Il podio è tutto scandinavo, è un preludio olimpico. La Marcialonga, invece, è tutta della gente. E la gente bergamasca, tra i 4.761 iscritti ufficiali, è tanta: 200 il numero degli orobici al via. È un numero fittizio, non rende bene l'idea. Basta guardare le targhe dei camper posteggiati da venerdì sera nel parterre di Moena in attesa del via: tantissime sigle Bg. Inutile bussare perché, alle sette e mezza, sono già tutti in pista. Nelle griglie di partenza, si captano espressioni dialettali che non lasciano dubbi se non marginali, bergamaschi della Val Seriana o della Val Brembana?
In pole position, nel gruppo riservato ai più forti e ai senatori, sorride Severo Piccinini di Bergamo affiancato da Santo Del Vecchio di Rogno, mentre in altra griglia scruta il cielo Renato Bonazzi, da Gandino, che senatore non lo è più per una di quelle circostanze che segnano la vita sportiva di un marcialonghista: un attacco di febbre lo costrinse ad abbandonare la gara qualche Marcialonga fa, e allora addio primato di continuità. Però Renato ha la sua personalissima claque di sostenitori capitanati dalla moglie e da Giampietro Piccinali, calati dalla Val Gandino con un'infinità di altri con valligiani, da Parre, Leffe, Clusone, impegnati in un weekend di bisbocce e tifo sfrenato.
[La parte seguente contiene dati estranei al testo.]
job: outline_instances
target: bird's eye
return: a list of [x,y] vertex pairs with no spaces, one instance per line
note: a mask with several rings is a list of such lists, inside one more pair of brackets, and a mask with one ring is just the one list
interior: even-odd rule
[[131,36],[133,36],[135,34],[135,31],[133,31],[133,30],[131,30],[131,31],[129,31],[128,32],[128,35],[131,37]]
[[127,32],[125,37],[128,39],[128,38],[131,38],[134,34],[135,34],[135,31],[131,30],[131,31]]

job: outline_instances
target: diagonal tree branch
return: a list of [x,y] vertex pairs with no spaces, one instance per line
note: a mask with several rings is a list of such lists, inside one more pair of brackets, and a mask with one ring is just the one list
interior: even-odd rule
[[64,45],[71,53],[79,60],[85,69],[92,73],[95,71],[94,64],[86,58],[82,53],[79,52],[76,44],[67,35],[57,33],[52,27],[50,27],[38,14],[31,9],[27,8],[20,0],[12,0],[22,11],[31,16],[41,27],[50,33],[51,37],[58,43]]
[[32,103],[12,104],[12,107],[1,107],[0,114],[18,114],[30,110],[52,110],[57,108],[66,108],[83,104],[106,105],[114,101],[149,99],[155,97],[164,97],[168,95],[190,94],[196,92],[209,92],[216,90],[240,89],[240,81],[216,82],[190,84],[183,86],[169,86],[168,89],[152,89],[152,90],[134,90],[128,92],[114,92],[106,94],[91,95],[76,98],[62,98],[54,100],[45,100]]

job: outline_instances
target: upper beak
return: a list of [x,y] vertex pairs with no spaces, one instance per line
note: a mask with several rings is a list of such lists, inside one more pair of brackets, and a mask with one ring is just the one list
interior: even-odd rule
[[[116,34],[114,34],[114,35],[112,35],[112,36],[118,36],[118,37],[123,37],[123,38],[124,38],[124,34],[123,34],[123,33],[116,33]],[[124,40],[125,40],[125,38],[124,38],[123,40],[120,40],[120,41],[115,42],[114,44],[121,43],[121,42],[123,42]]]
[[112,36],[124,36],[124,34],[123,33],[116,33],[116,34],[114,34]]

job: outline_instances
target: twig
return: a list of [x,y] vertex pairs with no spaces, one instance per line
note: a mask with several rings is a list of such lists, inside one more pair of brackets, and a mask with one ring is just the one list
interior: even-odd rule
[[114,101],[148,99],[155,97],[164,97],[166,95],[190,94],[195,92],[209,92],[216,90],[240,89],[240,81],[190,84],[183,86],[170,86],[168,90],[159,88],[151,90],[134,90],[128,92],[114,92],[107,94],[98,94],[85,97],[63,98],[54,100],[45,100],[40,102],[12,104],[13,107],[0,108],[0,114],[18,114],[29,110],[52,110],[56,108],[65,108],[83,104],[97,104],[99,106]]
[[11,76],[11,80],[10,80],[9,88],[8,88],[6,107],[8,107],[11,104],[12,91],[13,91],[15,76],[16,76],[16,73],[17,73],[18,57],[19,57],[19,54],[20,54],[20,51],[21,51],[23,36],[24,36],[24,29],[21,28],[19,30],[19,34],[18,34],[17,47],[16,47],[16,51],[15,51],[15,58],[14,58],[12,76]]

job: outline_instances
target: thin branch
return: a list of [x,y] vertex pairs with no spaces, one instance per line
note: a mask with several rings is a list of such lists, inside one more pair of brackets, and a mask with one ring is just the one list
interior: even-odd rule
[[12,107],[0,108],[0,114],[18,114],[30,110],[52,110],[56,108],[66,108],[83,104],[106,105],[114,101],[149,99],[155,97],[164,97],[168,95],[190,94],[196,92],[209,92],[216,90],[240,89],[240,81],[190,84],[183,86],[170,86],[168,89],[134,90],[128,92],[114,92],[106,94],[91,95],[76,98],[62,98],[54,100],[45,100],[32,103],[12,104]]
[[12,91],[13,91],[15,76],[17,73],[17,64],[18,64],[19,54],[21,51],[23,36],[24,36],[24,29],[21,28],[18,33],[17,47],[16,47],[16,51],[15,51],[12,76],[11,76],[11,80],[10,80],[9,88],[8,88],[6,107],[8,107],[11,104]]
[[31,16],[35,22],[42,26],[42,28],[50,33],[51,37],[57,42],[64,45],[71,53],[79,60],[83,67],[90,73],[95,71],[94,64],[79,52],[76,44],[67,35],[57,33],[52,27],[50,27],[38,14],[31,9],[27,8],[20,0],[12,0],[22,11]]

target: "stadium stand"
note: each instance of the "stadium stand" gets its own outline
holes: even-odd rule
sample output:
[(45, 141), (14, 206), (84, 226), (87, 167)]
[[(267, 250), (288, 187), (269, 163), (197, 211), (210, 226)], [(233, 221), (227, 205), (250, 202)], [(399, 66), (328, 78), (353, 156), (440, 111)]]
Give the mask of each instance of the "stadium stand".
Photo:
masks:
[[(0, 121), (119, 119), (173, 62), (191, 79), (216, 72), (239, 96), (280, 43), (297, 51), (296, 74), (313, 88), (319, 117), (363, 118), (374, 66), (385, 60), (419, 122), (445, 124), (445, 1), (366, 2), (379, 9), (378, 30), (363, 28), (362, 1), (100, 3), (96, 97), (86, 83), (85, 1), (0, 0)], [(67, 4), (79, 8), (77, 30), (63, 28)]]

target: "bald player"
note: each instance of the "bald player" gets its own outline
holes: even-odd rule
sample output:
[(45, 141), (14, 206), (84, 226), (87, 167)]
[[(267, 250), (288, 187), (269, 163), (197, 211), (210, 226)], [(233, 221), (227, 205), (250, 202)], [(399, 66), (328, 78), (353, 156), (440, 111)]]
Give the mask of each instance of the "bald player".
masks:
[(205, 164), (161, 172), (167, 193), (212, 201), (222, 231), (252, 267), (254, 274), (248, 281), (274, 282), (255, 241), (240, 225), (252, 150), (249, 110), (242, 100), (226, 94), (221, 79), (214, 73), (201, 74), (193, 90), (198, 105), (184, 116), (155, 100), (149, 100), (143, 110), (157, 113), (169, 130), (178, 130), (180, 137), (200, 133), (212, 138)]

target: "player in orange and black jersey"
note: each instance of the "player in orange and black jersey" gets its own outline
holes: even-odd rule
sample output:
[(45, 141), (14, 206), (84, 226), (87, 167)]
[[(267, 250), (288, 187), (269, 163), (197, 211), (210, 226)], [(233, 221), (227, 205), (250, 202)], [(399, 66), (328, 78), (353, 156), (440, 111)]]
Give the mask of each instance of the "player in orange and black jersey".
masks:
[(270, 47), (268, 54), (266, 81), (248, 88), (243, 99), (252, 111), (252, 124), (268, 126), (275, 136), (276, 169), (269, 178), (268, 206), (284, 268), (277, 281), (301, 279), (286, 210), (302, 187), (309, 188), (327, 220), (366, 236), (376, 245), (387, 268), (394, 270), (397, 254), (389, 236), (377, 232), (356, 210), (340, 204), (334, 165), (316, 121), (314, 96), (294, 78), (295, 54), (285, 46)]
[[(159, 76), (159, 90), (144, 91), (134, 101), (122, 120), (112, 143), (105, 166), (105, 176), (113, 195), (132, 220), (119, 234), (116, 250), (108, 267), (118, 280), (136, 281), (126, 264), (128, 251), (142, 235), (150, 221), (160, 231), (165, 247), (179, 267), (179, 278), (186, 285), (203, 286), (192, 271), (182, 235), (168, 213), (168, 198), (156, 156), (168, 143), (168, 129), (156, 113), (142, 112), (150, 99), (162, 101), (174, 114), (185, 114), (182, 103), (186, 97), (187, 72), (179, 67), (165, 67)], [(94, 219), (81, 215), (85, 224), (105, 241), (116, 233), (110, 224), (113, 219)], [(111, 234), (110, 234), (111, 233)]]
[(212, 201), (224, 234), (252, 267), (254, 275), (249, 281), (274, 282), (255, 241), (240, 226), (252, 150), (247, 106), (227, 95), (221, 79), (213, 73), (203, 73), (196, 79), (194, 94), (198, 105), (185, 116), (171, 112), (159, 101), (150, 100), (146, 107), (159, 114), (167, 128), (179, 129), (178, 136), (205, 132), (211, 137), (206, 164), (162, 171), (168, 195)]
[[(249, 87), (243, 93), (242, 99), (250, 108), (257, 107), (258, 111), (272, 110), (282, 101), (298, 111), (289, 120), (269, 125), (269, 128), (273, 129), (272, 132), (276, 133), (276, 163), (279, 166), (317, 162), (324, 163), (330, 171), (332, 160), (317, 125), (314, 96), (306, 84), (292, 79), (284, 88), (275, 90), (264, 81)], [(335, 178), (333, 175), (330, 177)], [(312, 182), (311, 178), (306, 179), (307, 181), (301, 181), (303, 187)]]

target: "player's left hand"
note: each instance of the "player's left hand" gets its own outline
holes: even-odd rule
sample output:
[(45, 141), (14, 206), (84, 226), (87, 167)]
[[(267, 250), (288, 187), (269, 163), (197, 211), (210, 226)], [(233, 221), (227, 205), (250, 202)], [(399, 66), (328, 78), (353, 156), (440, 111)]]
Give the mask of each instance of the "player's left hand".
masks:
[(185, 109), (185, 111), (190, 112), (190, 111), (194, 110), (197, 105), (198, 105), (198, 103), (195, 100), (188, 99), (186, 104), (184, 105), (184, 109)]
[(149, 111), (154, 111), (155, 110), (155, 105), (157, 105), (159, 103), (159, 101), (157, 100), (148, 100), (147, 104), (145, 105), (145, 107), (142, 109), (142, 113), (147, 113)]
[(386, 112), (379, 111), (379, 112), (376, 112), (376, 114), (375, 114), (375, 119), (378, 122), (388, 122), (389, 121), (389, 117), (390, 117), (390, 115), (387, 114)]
Del resto, l'infinità di tute marchiate Scame fanno sentire tutti un po' a casa, come se, invece che in Val di Fiemme, fossimo alla «Spessa» di Clusone, con il Beppe Barzasi direttore di gara.
La voce di Pavarotti, «all'alba vincerò», suona la carica, ma all'alba qui non si vince niente, mentre qualcuno vincerà la sua personalissima scommessa solo a pomeriggio inoltrato, quando le ombre della sera caleranno sulla via centrale di Canazei e l'ultimo concorrente verrà insignito della corona d'alloro che la Soreghina (tipica bellezza della Val di Fassa ma niente a vedere con le Veline) provvederà a gettargli al volo al collo. La gloria, quella vera, non la determina un cronometro: è la sfida con se stessi e con una fatica che ieri si è fatta sentire ancora di più. Perché se è vero che la nevicata dei giorni scorsi ha reso il paesaggio che «così non lo si vedeva da vent'anni», è anche vero che la temperatura caldina della neve e dell'aria ha fatto impazzire le variabili di sciolinatura, contrassegnate fino all'ultima da una serie di incognite.
Allora, quando gli sci vanno poco, ci vuole soprattutto il cuore. I vari Costantin, Fauner, Paluselli e Peyrot fanno capitolo a sé, la Marcialonga è pur sempre una gara della Fis Marathon Cup, anche se la si prospetta, in futuro, come gara di Coppa del Mondo; e poi, per loro, tra dieci giorni sarà già tempo di Giochi. Tutti i grandi, alla fine, puntano a quello. Così come ci punta anche Nkrumah Acheampong, atleta del Ghana in forza all'Apt di Cavalese che si sta allenando per Torino 2006. Questo per dire dell'universalità dello sci nordico, così bello da catturare con una passione esagerata anche chi è nato nella savana, e che magari, con maggiori fortune e meno fatiche, avrebbe potuto dedicarsi alla caccia al leone.